Removing emissions components on yugo

Discussion in 'Front Wheel Drive Fiats' started by skyline3116, Aug 2, 2018.

  1. skyline3116

    skyline3116 Low Mileage

    New Jersey
    Well, I'm planning on removing all of the emissions junk from my 1.3l yugo cabrio.

    Anybody have any tips or a list of components to remove and what I need to cap?

    I have a 4-1 header that I will be installing so I don't have to worry about the egr valve.

    I haven't spent much time under the hood on this car, so I don't know all of the emissions components.

    Any help is appreciated!
  2. carl

    carl True Classic

    I have messed with a few 128s and a bunch of Xs but no direct experience with a Yugo motor. Assuming this is a carbed motor, when done you will have a carb with two fuel lines, in and return. I don't know if your motor has vacuum advance on the distributor, if it does you will have a vacuum line going from the intake to the distributor. There should be no other hoses coming from the carb or intake manifold other than the vacuum hose to the brake booster if you have power brakes.

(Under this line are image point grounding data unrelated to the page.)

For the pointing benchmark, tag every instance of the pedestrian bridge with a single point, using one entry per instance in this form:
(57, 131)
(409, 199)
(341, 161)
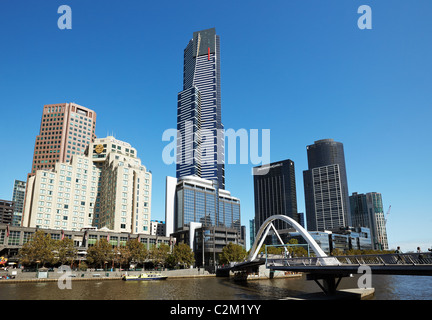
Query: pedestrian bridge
(328, 268)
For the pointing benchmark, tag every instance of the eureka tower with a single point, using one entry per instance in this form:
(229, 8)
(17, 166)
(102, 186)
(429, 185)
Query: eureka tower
(200, 142)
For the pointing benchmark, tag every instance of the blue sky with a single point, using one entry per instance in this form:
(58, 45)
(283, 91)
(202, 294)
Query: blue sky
(302, 69)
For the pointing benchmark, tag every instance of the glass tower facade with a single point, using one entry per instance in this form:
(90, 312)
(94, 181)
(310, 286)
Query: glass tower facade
(200, 143)
(275, 193)
(367, 211)
(199, 201)
(326, 186)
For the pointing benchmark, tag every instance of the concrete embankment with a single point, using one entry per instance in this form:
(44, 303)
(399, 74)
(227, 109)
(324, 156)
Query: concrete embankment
(18, 276)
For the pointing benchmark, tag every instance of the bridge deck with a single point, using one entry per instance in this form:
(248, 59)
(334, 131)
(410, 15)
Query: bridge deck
(403, 264)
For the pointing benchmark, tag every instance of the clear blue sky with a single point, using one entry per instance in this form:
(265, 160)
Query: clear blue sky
(302, 69)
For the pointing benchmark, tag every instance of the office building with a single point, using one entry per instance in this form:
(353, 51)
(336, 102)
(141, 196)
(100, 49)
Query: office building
(107, 187)
(275, 193)
(18, 197)
(326, 186)
(203, 216)
(157, 228)
(7, 209)
(367, 211)
(66, 129)
(12, 238)
(200, 144)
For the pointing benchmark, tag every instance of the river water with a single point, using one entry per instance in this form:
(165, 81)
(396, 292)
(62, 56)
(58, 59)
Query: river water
(387, 287)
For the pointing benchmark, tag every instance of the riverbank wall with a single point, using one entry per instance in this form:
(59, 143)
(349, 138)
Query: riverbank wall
(17, 275)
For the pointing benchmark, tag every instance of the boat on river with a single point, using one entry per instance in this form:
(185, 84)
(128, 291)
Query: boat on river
(144, 277)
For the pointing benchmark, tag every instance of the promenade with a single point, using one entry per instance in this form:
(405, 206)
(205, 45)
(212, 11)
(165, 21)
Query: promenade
(18, 276)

    Anything else in the way of hoses will probably be emissions stuff. That is a very basic guideline!
    mkmini likes this.
  3. kmead

    kmead Old enough to know better

    Keeping the plumbing related to evaporative emissions won’t hurt the performance and the extra couple of hoses is not that big of a deal. It would mean two extra hoses at or around the carb and a hose that runs back to the fuel tank.
  4. skyline3116

    skyline3116 Low Mileage

    New Jersey
    I want to remove the emissions components to tidy up the engine bay, the car runs great right now.

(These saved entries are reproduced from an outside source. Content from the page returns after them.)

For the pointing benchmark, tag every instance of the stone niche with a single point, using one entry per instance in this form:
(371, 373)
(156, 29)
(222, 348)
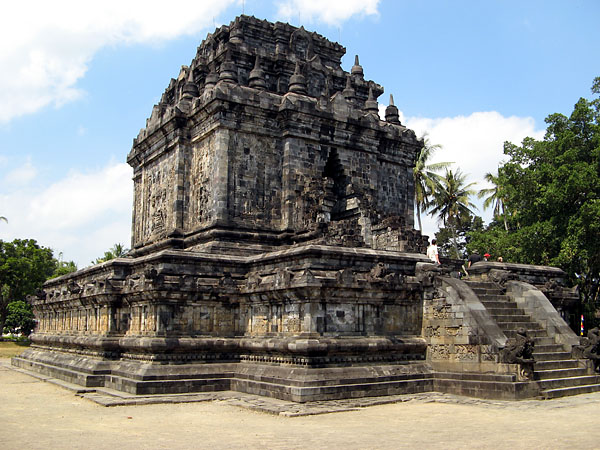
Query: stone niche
(273, 248)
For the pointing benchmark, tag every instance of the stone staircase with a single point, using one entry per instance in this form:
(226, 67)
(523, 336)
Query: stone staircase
(556, 372)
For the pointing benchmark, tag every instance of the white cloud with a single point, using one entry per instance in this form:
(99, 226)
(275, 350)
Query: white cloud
(81, 215)
(475, 144)
(21, 175)
(332, 12)
(45, 47)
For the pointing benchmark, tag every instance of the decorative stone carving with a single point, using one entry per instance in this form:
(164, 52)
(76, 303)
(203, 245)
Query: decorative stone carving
(519, 350)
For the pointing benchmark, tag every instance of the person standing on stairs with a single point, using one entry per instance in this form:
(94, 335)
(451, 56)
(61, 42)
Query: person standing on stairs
(432, 252)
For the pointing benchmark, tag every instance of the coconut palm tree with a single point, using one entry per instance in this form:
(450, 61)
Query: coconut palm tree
(494, 197)
(425, 176)
(451, 201)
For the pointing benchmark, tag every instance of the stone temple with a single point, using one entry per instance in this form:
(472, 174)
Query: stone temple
(273, 252)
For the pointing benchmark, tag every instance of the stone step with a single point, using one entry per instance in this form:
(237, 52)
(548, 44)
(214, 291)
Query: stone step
(485, 285)
(488, 297)
(543, 340)
(507, 318)
(529, 326)
(567, 391)
(560, 373)
(505, 310)
(556, 364)
(496, 304)
(557, 383)
(548, 348)
(531, 333)
(551, 356)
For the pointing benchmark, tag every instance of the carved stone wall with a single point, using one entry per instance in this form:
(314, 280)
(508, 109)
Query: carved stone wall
(264, 132)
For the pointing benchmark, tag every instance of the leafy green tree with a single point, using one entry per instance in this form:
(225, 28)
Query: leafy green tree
(552, 189)
(467, 224)
(24, 266)
(20, 318)
(425, 176)
(451, 203)
(63, 268)
(494, 197)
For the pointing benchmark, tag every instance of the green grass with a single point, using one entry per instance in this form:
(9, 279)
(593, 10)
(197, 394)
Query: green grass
(8, 349)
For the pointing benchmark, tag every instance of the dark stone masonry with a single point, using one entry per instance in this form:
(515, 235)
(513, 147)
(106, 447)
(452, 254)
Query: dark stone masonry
(273, 251)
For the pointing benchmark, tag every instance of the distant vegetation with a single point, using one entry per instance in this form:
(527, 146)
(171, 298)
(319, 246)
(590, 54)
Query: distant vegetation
(545, 200)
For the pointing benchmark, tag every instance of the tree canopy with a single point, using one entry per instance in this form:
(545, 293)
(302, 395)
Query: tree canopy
(24, 266)
(551, 198)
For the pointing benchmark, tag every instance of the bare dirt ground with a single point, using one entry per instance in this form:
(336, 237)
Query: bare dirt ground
(39, 415)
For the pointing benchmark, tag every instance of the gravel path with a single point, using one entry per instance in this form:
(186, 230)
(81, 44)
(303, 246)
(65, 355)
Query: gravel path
(38, 415)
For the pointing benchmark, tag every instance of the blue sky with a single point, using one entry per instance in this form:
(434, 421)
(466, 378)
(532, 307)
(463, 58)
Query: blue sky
(78, 80)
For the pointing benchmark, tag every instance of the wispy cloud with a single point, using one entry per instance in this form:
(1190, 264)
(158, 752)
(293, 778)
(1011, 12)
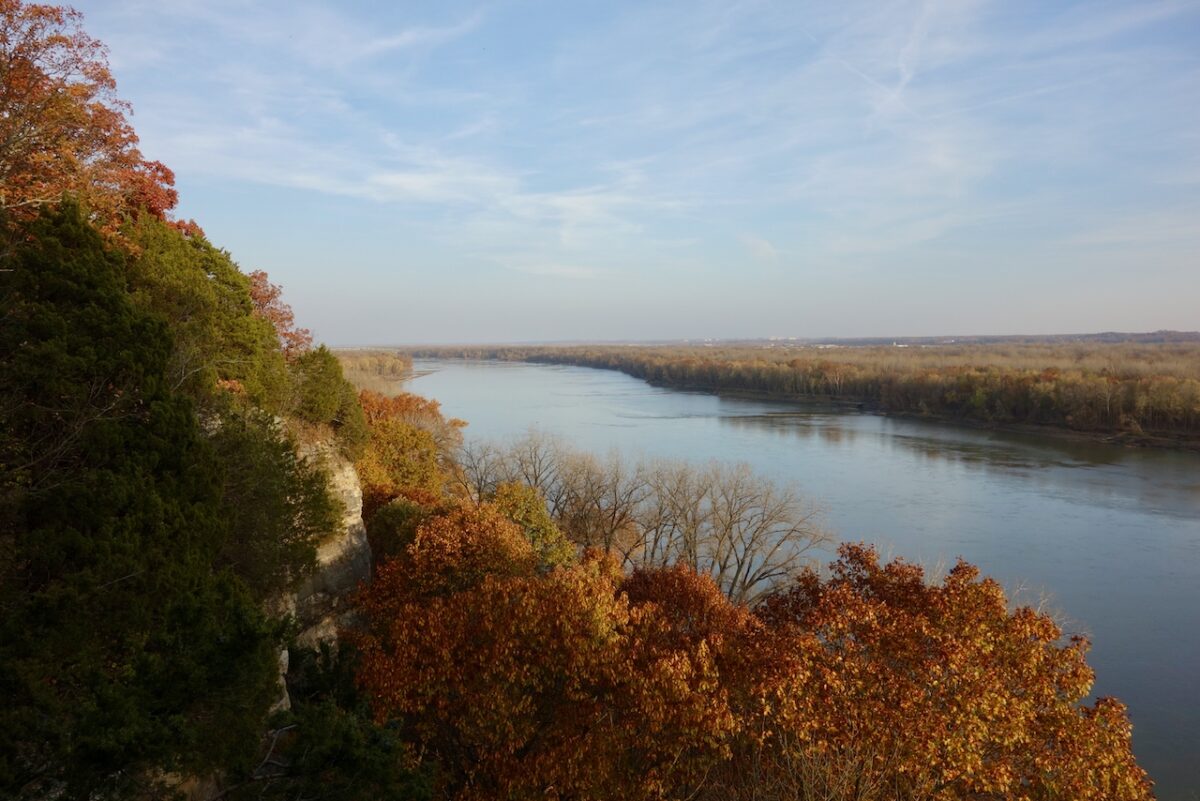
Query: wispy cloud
(689, 138)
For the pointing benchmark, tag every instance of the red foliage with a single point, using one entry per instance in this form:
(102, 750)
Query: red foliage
(63, 131)
(269, 303)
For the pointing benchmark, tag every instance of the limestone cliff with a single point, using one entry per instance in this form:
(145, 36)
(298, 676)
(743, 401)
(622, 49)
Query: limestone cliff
(343, 560)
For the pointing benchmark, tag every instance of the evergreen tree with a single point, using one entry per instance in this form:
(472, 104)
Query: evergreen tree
(125, 648)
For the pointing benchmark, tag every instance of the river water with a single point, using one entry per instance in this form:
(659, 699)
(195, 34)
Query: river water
(1108, 537)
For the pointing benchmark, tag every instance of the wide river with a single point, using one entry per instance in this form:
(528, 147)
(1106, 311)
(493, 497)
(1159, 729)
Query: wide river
(1108, 537)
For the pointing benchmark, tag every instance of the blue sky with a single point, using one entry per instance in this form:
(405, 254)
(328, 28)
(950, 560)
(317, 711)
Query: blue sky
(463, 172)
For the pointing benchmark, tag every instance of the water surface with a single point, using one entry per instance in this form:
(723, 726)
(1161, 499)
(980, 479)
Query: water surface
(1108, 537)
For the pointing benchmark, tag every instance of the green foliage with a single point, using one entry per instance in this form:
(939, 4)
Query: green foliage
(123, 645)
(525, 506)
(327, 745)
(205, 300)
(323, 397)
(276, 504)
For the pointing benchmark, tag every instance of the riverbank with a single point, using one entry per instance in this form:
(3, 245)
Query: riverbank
(851, 405)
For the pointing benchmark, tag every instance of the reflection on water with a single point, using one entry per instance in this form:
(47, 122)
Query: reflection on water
(1109, 536)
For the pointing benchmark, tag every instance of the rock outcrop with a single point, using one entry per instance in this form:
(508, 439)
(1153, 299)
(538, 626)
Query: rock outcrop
(343, 560)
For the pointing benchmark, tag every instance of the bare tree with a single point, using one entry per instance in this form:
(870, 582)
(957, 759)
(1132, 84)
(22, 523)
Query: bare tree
(743, 529)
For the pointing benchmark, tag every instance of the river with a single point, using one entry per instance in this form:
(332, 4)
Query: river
(1108, 537)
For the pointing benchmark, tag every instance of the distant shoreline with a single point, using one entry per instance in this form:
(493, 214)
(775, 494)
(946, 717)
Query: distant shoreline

    FAMICOMASTER Yugo owner

    United States
    You probably want to start by removing the air pump and catalytic converter (if legal where you live). Those are the two big ones. Even if it's not legal, at least clean the diverter valve and replace the filter.

    There are a few thermal switches that adjust the vacuum advance of the distributor, the first of which controls the hot air intake. It's the white plastic thing inside the air cleaner.

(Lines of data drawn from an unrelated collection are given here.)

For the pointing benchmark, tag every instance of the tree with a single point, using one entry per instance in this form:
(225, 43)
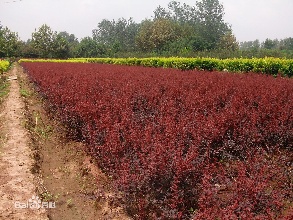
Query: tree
(228, 42)
(117, 35)
(43, 41)
(286, 44)
(154, 35)
(270, 44)
(88, 47)
(9, 42)
(211, 19)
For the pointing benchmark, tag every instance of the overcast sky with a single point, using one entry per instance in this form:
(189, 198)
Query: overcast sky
(250, 19)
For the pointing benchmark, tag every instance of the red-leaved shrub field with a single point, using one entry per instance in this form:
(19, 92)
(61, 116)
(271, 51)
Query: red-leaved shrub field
(181, 144)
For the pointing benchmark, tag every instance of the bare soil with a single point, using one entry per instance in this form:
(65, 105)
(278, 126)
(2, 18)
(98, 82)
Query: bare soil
(46, 163)
(16, 180)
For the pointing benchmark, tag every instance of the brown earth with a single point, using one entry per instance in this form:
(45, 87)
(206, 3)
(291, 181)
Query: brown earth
(62, 172)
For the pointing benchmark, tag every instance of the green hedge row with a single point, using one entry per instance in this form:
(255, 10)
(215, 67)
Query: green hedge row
(271, 66)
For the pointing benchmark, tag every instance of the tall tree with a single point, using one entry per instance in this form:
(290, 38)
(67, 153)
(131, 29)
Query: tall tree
(212, 25)
(9, 42)
(117, 35)
(43, 41)
(88, 47)
(154, 35)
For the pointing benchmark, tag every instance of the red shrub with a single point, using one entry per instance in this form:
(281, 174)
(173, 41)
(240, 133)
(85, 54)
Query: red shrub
(167, 136)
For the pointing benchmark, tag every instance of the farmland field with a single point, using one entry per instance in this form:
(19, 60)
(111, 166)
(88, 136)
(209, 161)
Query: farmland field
(180, 144)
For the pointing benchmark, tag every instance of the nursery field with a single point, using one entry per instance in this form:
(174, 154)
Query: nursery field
(179, 144)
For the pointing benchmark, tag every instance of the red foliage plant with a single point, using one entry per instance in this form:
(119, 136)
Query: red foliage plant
(181, 144)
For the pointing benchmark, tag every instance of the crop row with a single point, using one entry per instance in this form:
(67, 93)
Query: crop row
(272, 66)
(4, 65)
(178, 144)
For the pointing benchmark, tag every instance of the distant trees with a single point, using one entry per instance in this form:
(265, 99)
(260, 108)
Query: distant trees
(9, 42)
(177, 30)
(117, 35)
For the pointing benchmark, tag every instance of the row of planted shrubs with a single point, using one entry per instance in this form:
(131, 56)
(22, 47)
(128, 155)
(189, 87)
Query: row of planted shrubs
(181, 145)
(272, 66)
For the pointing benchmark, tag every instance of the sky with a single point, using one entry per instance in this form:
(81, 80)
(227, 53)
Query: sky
(249, 19)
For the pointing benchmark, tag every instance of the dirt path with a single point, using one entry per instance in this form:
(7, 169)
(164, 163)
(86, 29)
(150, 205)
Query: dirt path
(16, 180)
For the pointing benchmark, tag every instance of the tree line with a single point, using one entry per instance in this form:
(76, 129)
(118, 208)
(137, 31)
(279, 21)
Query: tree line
(177, 30)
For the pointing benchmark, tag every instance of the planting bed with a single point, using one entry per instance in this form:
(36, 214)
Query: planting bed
(181, 145)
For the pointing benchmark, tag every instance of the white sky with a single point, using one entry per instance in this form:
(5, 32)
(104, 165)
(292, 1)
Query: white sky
(250, 19)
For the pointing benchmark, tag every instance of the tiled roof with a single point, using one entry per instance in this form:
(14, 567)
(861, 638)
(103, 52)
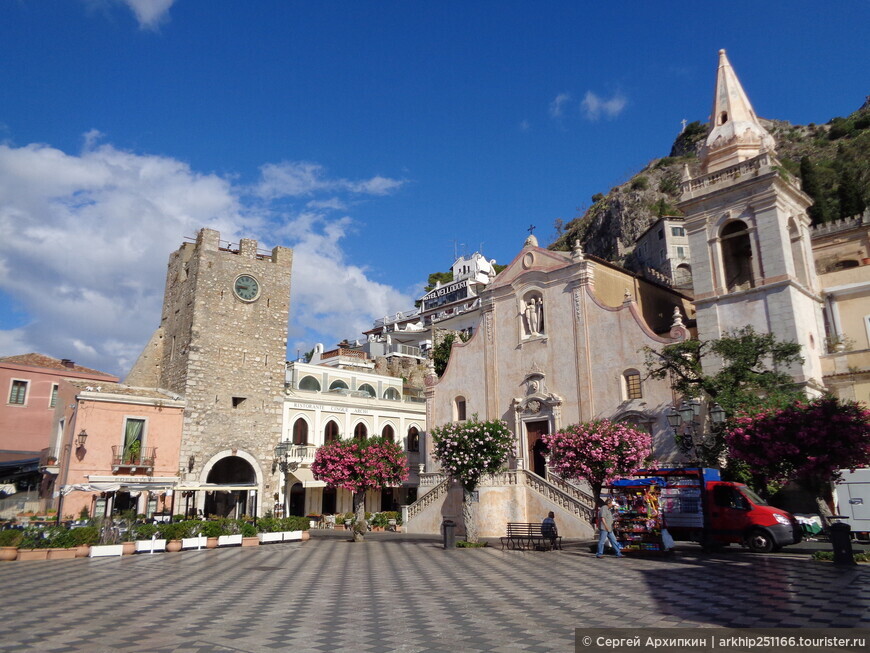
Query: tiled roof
(47, 362)
(121, 389)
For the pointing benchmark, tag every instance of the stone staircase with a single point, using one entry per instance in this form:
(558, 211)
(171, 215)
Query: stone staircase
(522, 496)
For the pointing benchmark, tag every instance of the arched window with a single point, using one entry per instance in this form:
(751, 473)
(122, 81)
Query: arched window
(413, 439)
(300, 431)
(330, 432)
(633, 389)
(683, 276)
(797, 252)
(532, 309)
(388, 434)
(637, 422)
(459, 409)
(737, 256)
(309, 383)
(392, 394)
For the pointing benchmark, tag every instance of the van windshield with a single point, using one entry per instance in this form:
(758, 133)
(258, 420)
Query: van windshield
(757, 500)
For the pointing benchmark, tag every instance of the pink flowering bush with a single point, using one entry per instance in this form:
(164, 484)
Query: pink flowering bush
(359, 466)
(598, 451)
(468, 450)
(807, 442)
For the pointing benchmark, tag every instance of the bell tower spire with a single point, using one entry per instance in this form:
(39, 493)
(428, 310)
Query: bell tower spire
(735, 131)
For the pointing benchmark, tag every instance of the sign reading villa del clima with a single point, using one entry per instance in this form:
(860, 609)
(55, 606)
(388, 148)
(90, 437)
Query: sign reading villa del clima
(448, 294)
(331, 409)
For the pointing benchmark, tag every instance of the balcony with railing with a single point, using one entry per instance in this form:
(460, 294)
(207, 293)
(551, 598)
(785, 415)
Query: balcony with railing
(136, 461)
(302, 454)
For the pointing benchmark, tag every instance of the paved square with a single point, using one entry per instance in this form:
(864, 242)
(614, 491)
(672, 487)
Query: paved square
(403, 593)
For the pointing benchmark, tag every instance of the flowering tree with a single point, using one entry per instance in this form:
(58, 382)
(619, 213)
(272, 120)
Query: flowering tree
(805, 442)
(598, 451)
(359, 466)
(467, 451)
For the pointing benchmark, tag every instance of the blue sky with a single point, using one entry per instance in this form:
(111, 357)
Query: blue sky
(374, 138)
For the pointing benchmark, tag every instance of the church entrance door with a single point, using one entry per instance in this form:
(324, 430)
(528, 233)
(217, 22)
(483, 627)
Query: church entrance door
(537, 448)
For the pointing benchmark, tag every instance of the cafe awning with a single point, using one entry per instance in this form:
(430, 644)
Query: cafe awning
(304, 475)
(215, 487)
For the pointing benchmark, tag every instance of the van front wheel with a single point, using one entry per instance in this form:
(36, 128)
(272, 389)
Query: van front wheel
(759, 541)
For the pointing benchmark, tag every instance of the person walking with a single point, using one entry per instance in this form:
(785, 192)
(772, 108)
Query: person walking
(605, 528)
(549, 530)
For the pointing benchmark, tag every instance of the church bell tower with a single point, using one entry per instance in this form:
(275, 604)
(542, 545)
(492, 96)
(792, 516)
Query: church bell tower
(748, 229)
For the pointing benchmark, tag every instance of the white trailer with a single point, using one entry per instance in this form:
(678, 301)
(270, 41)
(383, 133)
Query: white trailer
(853, 501)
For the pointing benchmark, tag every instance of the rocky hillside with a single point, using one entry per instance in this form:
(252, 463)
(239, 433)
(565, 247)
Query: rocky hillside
(832, 161)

    There's a 3-port switch and a 4-port switch that are controlled by coolant temperature around the engine, these need to stay to keep holes plugged (unless you put bolts in them), but you can disconnect most of the vacuum lines.

    PCV is on the front of the engine and should stay, some cars do not have EVAP so I wouldn't worry about those.

    Some vacuum lines go to (specifically) the distributor's advancing unit and the atmospheric compensator. Do not remove these, they're important. I suggest bypassing the thermal switches and simply attaching them directly to the manifold. Plug any unused ports and that should be everything.

    If you have air conditioning, EFI, or the Renault 3-speed auto, it's a different story, but this covers most models.